The WhatsApp bundles have also seen an increase in pricing, with the PaNet WhatsApp bundle costing K1000 for 500MB, up from K200 for 60MB.
The Office internet data bundles have also been revised, with the Office Lite bundle costing K50000 for 150GB, up from K50000 for 120GB.
The voice PAYG rates have also been adjusted, with the flat rate increasing to 60/minute from 32/minute. The Airtel Zone Baseline rate has increased to 120/minute from 103/minute.
The revision has sparked widespread criticism, with many attributing it to the country’s poor economic policy under President Lazarus Chakwera.
The government’s economic policies have been criticized for failing to stimulate economic growth, leading to high inflation and a decline in the value of the Malawi Kwacha.
“The revision of Airtel’s rates is a clear indication of the country’s economic woes,” said economist, Dr. Jessie Kabwila. “The government’s economic policies have failed to stimulate economic growth, leading to high inflation and a decline in the value of the Malawi Kwacha.

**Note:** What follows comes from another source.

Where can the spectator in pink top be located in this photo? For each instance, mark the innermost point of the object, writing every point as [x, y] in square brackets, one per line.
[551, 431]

This has had a ripple effect on the telecommunications sector, leading to the revision of rates.”
The revision has also sparked concerns about the impact on low-income earners, who rely heavily on mobile phone services for communication and other essential services.
“The revision of Airtel’s rates will have a devastating impact on low-income earners,” said human rights activist, Billy Banda. “Many of them rely heavily on mobile phone services for communication and other essential services.
The increased rates will make it difficult for them to access these services, exacerbating their already vulnerable situation.”
Airtel has defended the revision, saying it is necessary to ensure the sustainability of its services.
The company has encouraged customers to review the revised bundles and voice PAYG rates to make informed decisions about their usage.
“We understand the impact of the revision on our customers, and we apologize for any inconvenience caused,” said Airtel’s spokesperson. “However, we must ensure the sustainability of our services, and the revised rates will help us achieve this goal.”
As the debate continues, one thing is clear: the revision of Airtel’s rates has sparked controversy, with many attributing it to the country’s poor economic policy under President Lazarus Chakwera.
The government must take responsibility for the economic woes that have led to the revision of rates, and work towards stimulating economic growth to alleviate the suffering of Malawians.